In addition, when the user's voice input through the microphone is too small, even though the audio signal is amplified, there may be a problem in that the user's voice is not accurately recognized.

Accordingly, in order to solve this problem, the electronic device 100 according to an embodiment of the present disclosure may adjust the gain of the microphone sound amplifying unit, which will be described in more detail below.

2 is a block diagram illustrating a configuration of an electronic device according to an embodiment of the present disclosure.

Referring to FIG. 2, the electronic device 100 may include an acoustic amplifier 110, a speaker 120, a microphone 130, a microphone acoustic amplification unit 140, and a processor 150.
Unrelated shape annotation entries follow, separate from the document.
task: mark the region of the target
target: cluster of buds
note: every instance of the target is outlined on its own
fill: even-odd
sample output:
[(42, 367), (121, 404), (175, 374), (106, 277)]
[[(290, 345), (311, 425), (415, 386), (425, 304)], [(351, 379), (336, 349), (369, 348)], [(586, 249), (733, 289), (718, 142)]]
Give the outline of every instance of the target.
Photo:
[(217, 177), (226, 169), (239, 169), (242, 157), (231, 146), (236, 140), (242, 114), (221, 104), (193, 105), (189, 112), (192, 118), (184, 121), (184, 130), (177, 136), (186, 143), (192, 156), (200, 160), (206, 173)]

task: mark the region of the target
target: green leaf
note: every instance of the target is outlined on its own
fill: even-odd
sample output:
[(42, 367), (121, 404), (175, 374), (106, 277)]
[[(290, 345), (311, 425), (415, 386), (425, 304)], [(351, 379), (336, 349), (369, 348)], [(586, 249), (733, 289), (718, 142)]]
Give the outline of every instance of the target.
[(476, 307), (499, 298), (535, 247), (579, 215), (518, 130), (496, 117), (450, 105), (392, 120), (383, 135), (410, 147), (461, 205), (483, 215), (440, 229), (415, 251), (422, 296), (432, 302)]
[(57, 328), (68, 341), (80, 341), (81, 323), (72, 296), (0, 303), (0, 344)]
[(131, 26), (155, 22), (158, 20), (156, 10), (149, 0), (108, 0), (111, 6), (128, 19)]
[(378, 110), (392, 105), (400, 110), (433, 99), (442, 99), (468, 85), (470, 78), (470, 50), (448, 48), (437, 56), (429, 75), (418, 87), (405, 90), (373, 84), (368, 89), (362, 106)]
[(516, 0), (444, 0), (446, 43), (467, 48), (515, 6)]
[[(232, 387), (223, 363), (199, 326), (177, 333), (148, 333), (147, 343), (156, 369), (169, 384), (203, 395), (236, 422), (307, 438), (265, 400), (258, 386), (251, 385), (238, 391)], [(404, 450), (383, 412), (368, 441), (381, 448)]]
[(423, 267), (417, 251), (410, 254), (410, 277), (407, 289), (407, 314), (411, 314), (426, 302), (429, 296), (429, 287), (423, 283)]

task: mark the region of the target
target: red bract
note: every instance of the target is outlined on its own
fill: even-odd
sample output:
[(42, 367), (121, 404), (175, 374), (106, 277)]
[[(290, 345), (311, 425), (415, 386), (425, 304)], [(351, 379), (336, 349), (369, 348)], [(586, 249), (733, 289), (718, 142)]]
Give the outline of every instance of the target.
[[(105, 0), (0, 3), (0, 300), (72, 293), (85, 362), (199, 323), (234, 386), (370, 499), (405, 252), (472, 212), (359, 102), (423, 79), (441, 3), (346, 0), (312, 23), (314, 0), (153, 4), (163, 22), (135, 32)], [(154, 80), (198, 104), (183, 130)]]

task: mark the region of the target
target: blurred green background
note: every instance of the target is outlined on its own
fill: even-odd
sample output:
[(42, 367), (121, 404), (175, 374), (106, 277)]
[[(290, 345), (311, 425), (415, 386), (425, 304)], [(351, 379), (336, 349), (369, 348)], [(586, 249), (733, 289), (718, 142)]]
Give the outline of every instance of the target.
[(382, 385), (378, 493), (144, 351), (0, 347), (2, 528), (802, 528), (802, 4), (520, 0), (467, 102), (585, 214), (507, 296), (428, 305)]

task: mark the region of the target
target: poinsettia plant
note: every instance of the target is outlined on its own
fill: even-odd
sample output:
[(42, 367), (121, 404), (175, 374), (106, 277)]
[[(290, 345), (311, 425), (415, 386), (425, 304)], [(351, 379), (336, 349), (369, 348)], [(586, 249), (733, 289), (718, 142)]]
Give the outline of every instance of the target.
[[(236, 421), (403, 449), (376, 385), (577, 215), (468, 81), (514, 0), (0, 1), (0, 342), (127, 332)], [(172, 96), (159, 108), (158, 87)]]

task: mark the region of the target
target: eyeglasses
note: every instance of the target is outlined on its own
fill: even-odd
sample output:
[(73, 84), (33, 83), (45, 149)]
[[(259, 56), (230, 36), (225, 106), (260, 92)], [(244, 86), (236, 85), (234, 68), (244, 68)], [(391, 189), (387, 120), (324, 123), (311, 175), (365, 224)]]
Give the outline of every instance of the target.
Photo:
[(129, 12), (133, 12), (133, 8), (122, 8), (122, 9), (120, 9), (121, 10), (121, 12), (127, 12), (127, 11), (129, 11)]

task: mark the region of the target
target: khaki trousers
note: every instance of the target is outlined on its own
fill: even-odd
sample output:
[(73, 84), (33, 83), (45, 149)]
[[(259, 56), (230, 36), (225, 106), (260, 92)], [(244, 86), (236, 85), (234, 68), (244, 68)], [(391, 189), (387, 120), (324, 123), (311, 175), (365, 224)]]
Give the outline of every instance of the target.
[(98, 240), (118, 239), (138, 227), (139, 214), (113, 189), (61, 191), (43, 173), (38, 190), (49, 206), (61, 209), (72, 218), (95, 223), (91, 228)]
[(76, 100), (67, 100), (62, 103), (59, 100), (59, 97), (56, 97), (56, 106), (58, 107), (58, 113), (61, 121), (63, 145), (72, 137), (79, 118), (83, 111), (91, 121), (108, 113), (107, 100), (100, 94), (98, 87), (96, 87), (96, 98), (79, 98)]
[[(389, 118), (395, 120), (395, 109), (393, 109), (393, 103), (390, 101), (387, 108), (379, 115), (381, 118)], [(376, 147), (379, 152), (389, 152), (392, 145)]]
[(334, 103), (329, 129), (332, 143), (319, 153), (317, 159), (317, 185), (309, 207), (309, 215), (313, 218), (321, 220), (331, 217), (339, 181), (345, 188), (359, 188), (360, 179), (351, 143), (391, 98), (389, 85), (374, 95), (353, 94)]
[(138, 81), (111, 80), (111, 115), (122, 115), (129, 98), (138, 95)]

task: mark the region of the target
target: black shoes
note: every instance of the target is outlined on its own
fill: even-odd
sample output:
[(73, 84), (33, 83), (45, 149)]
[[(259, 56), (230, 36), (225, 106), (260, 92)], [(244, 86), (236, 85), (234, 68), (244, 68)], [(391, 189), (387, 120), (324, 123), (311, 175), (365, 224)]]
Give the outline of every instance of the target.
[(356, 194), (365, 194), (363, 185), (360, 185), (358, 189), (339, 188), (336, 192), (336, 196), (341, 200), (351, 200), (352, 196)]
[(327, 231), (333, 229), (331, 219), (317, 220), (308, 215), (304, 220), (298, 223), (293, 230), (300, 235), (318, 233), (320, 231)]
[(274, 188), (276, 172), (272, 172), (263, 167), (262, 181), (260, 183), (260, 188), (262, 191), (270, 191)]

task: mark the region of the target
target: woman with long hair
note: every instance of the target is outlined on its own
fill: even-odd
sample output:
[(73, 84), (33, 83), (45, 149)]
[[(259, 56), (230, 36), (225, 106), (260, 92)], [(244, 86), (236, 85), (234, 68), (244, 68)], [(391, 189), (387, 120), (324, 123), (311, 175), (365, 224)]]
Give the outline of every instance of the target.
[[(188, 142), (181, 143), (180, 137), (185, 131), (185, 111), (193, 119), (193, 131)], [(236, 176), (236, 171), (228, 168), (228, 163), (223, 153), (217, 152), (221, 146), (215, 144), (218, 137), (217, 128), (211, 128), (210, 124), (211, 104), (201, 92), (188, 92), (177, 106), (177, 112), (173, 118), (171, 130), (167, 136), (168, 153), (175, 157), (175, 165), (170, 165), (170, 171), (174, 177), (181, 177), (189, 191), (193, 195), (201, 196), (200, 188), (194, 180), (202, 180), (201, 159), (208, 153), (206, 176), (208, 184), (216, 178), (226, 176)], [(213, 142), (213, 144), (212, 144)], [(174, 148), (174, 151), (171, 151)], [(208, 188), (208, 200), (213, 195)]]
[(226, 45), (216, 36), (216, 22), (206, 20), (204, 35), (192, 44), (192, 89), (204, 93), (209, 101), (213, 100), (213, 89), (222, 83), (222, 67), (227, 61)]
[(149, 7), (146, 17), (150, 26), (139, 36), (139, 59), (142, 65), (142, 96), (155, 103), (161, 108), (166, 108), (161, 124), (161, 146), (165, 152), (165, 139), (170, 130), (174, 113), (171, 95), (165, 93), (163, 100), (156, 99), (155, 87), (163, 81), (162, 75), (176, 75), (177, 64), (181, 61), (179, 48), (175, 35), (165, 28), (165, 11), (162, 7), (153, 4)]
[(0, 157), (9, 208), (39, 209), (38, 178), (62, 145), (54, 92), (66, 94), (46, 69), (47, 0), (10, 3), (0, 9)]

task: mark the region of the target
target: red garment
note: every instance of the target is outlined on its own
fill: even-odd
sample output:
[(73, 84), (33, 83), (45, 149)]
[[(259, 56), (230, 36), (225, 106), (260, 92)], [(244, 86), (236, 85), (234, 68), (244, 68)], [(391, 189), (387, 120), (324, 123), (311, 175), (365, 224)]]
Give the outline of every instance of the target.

The sound amplifying unit 110 may amplify an audio signal. Specifically, the sound amplifying unit 110 may amplify an audio signal to be output through the speaker 120 and transmit the amplified audio signal to the speaker 120.

In this case, the degree to which the audio signal is amplified may be determined according to the gain of the sound amplifying unit 110.

Meanwhile, when the electronic device 100 provides audio content, the audio signal may be an audio signal for audio content. In addition, when the electronic device 100 provides a response to the user's voice as a voice, the corresponding voice is It may be an audio signal for.

The speaker 120 may output an audio signal. Specifically, the speaker 120 may output an audio signal input from the sound amplifying unit 110.

The microphone 130 receives (or receives) an audio signal. Specifically, the microphone 130 may receive an audio signal output through the speaker 120 and a user's voice signal.

The microphone sound amplifying unit 140 may amplify a signal input to the microphone 130. In this case, the degree to which the signal input to the microphone 130 is amplified may be determined according to the gain of the microphone sound amplifying unit 140. In this case, the gain of the microphone sound amplifying unit 140 is set to an initial initial value, and then, may be adjusted by the processor 150.

The processor 150 may control overall operations and functions of the electronic device 100.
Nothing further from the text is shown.